The position of the block on the cart after it comes to rest relative to cart is 117m.  

Explanation:

Given mass of block A is  $m_{a} = 3kg$

          mass of cart is  $m_{c} = 2kg$

          coefficient of friction between the cart and the block, $\mu=\frac{2}{5}$.

          initial height, h = 6m

At height h the block possess potential energy, $PE=m_{a} gh$

Sliding down the plane, the block looses potential energy and gains kinetic energy, $KE=\frac{1}{2}m_{a}v^{2}$

The loss in potential energy is equal to the gain in  kinetic energy, i,e.,

                                    $\frac{1}{2}m_{a}v^{2}=m_{a}gh$

                                     $\implies v=\sqrt{2gh}$

                                               $=\sqrt{2\times 10 \times 6}=\sqrt{120}m/s$                

Following the principle of conservation of momentum,

                                   $m_{a} v=(m_{a}+m_{c})v_c}$

                    $\implies 3\times \sqrt{120} =(3+2)v_c}$

                                $\implies v_{c}= \frac{3\times \sqrt{120}}{5} =\frac{6}{5} \sqrt{30} m/s$

The total kinetic energy will be equal to the work done which is equal to force times displacement.

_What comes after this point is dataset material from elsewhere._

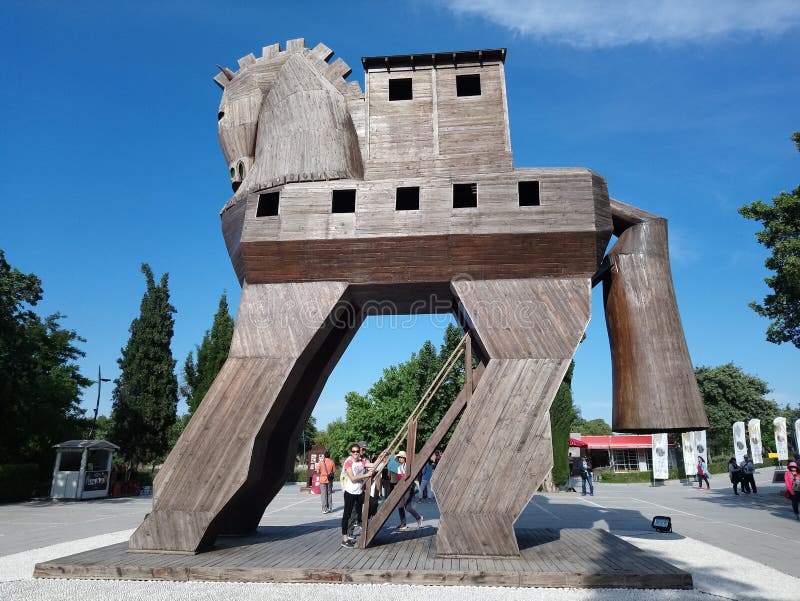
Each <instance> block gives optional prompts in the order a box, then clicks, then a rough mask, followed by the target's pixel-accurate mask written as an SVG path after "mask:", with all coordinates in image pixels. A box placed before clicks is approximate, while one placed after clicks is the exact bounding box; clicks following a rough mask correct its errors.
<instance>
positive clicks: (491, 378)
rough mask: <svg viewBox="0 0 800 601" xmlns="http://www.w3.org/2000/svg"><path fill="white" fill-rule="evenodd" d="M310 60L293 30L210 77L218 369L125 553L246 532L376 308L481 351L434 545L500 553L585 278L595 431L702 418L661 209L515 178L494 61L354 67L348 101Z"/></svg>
mask: <svg viewBox="0 0 800 601" xmlns="http://www.w3.org/2000/svg"><path fill="white" fill-rule="evenodd" d="M331 55H332V52H331V50H330V49H329V48H327V47H326V46H325V45H324V44H319V45H317V46H316V47H315V48H313V49H308V48H306V47H305V44H304V41H303V40H302V39H299V40H290V41H289V42H288V43H287V45H286V48H285V50H283V51H281V49H280V47H279V45H277V44H275V45H272V46H268V47H265V48H264V50H263V54H262V56H261V57H259V58H256V57H255V56H253V55H252V54H250V55H248V56H245V57H243V58H242V59H240V60H239V70H238V71H236V72H233V71H231V70H229V69H226V68H220V69H221V71H222V72H221V73H220V74H218V75H217V76H216V78H215V80H216V82H217V83H218V84H219V85H220V86H221V87H222V89H223V95H222V102H221V104H220V107H219V115H218V117H219V138H220V143H221V144H222V149H223V152H224V154H225V158H226V160H227V163H228V168H229V170H230V178H231V183H232V186H233V190H234V196H233V198H231V199H230V200H229V201H228V203H227V204H226V205H225V207H224V208H223V210H222V214H221V217H222V229H223V234H224V237H225V242H226V244H227V247H228V252H229V253H230V256H231V260H232V262H233V266H234V269H235V270H236V274H237V276H238V277H239V280H240V281H241V284H242V296H241V303H240V306H239V312H238V316H237V320H236V330H235V333H234V337H233V343H232V345H231V350H230V355H229V358H228V360H227V362H226V363H225V365H224V367H223V368H222V370H221V371H220V373H219V375H218V376H217V378H216V380H215V381H214V384H213V385H212V387H211V389H210V390H209V391H208V394H207V395H206V396H205V398H204V400H203V402H202V404H201V405H200V407H199V408H198V410H197V412H196V413H195V414H194V416H193V417H192V420H191V421H190V423H189V425H188V426H187V427H186V430H185V432H184V433H183V435H182V436H181V438H180V440H179V441H178V443H177V445H176V446H175V448H174V449H173V451H172V453H171V454H170V456H169V457H168V458H167V461H166V462H165V464H164V466H163V468H162V469H161V471H160V472H159V474H158V476H157V478H156V482H155V500H154V505H153V511H152V513H150V514H149V515H148V516H147V517H146V519H145V520H144V522H143V523H142V525H141V526H140V527H139V528H138V529H137V530H136V532H135V533H134V535H133V537H132V538H131V540H130V549H131V550H151V551H172V552H188V553H192V552H196V551H198V550H201V549H203V548H207V547H209V546H210V545H212V544H213V542H214V540H215V538H216V537H217V536H218V535H220V534H237V533H246V532H250V531H252V530H254V529H255V528H256V526H257V524H258V522H259V520H260V518H261V516H262V514H263V512H264V510H265V508H266V506H267V504H268V503H269V502H270V501H271V500H272V498H273V497H274V496H275V494H276V493H277V492H278V490H279V489H280V487H281V485H282V483H283V482H284V480H285V477H286V475H287V474H288V473H290V471H291V470H292V467H293V462H294V455H295V449H296V448H297V447H296V444H297V439H298V437H299V435H300V432H301V430H302V428H303V425H304V424H305V423H306V420H307V418H308V417H309V415H310V414H311V411H312V409H313V407H314V404H315V403H316V401H317V398H318V396H319V394H320V391H321V389H322V387H323V385H324V383H325V381H326V379H327V377H328V375H329V374H330V373H331V371H332V370H333V368H334V366H335V364H336V362H337V360H338V359H339V357H340V356H341V354H342V352H343V351H344V349H345V347H346V346H347V344H348V343H349V342H350V340H351V339H352V337H353V335H354V333H355V332H356V330H357V329H358V327H359V325H360V323H361V321H362V320H363V318H364V316H365V315H366V314H368V313H370V311H372V310H376V309H377V310H378V311H380V312H384V313H385V312H387V311H390V312H393V313H408V312H418V313H425V312H446V311H454V312H455V313H456V314H457V316H458V317H459V319H460V321H461V323H462V324H463V325H464V327H465V328H466V329H468V330H469V331H470V332H471V333H472V339H473V340H474V341H475V345H476V348H475V351H476V353H477V354H478V356H480V357H481V359H482V362H483V366H484V367H483V373H482V377H481V378H480V380H479V382H478V383H477V385H476V387H475V389H474V391H473V392H472V395H471V400H470V401H469V404H468V405H467V407H466V409H465V410H464V413H463V415H462V417H461V420H460V422H459V423H458V426H457V428H456V430H455V433H454V434H453V436H452V439H451V442H450V443H449V446H448V447H447V450H446V452H445V454H444V456H443V458H442V461H441V463H440V465H439V466H438V468H437V470H436V474H435V476H434V478H435V482H434V487H435V488H436V492H437V495H436V496H437V499H438V502H439V507H440V510H441V521H440V526H439V530H438V533H437V552H438V553H439V554H440V555H443V556H447V555H450V556H454V555H461V556H463V555H471V556H513V555H517V554H518V553H519V549H518V546H517V542H516V538H515V535H514V529H513V524H514V521H515V520H516V518H517V517H518V516H519V514H520V512H521V511H522V510H523V508H524V507H525V506H526V504H527V503H528V502H529V500H530V498H531V496H532V495H533V494H534V492H535V491H536V489H537V488H538V486H539V485H540V483H541V482H542V480H543V479H544V477H545V476H546V474H547V473H548V471H549V470H550V469H551V467H552V453H551V443H550V420H549V408H550V404H551V402H552V400H553V397H554V395H555V393H556V391H557V389H558V386H559V384H560V382H561V380H562V378H563V376H564V373H565V371H566V369H567V367H568V365H569V363H570V360H571V358H572V356H573V354H574V352H575V350H576V347H577V346H578V343H579V342H580V340H581V337H582V336H583V333H584V329H585V328H586V325H587V323H588V321H589V313H590V292H591V287H592V285H593V284H594V283H597V282H599V281H601V280H602V281H603V282H604V287H605V299H606V318H607V321H608V330H609V335H610V339H611V348H612V359H613V372H614V385H613V387H614V416H613V422H614V424H613V427H614V430H615V431H620V432H664V431H680V430H691V429H700V428H704V427H707V420H706V416H705V412H704V409H703V404H702V402H701V399H700V396H699V393H698V389H697V385H696V383H695V380H694V372H693V369H692V364H691V361H690V359H689V354H688V351H687V347H686V343H685V340H684V336H683V331H682V327H681V322H680V317H679V315H678V311H677V305H676V302H675V296H674V291H673V287H672V280H671V273H670V266H669V257H668V254H667V230H666V222H665V220H664V219H661V218H659V217H656V216H654V215H651V214H648V213H645V212H644V211H640V210H638V209H635V208H633V207H630V206H628V205H625V204H622V203H620V202H616V201H614V200H610V199H609V197H608V192H607V188H606V182H605V180H604V179H603V178H602V177H600V176H599V175H597V174H595V173H593V172H592V171H590V170H588V169H585V168H558V169H556V168H543V169H533V168H523V169H520V168H515V167H514V166H513V157H512V153H511V143H510V134H509V126H508V109H507V103H506V88H505V75H504V60H505V50H504V49H500V50H483V51H470V52H447V53H437V54H425V55H410V56H386V57H383V56H381V57H371V58H364V59H362V62H363V66H364V69H365V72H366V75H365V81H366V92H362V91H361V88H360V86H359V84H358V83H357V82H349V83H348V82H346V81H345V80H344V79H343V78H344V77H346V76H347V75H349V73H350V68H349V67H348V66H347V65H346V64H345V63H344V62H342V60H341V59H337V60H336V61H335V62H332V63H329V62H328V61H329V59H330V57H331ZM612 233H613V234H614V235H616V236H617V237H618V240H617V242H616V244H615V245H614V247H613V248H612V249H611V251H610V252H609V253H608V256H607V257H605V258H604V255H605V249H606V247H607V245H608V242H609V240H610V238H611V235H612ZM593 278H594V281H593ZM520 456H524V457H525V460H524V461H520V460H519V458H520ZM476 474H479V476H480V477H479V478H478V481H479V483H480V484H476V483H475V475H476ZM465 482H470V485H469V486H464V483H465Z"/></svg>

                   $\frac{1}{2}m_{a}v^{2}+\frac{1}{2}(m_{a}+m_{c})v_c}^{2}=\mu mg\times X$

$\frac{1}{2}\times 3\times (\sqrt{120}) ^{2}+\frac{1}{2}(3+2) (\frac{6}{5} \sqrt{120})^{2}=\frac{2}{5} \times 5\times 10 \times X$

$\implies X=117m$

Therefore, the position of the block on the cart after it comes to rest relative to cart is 117m.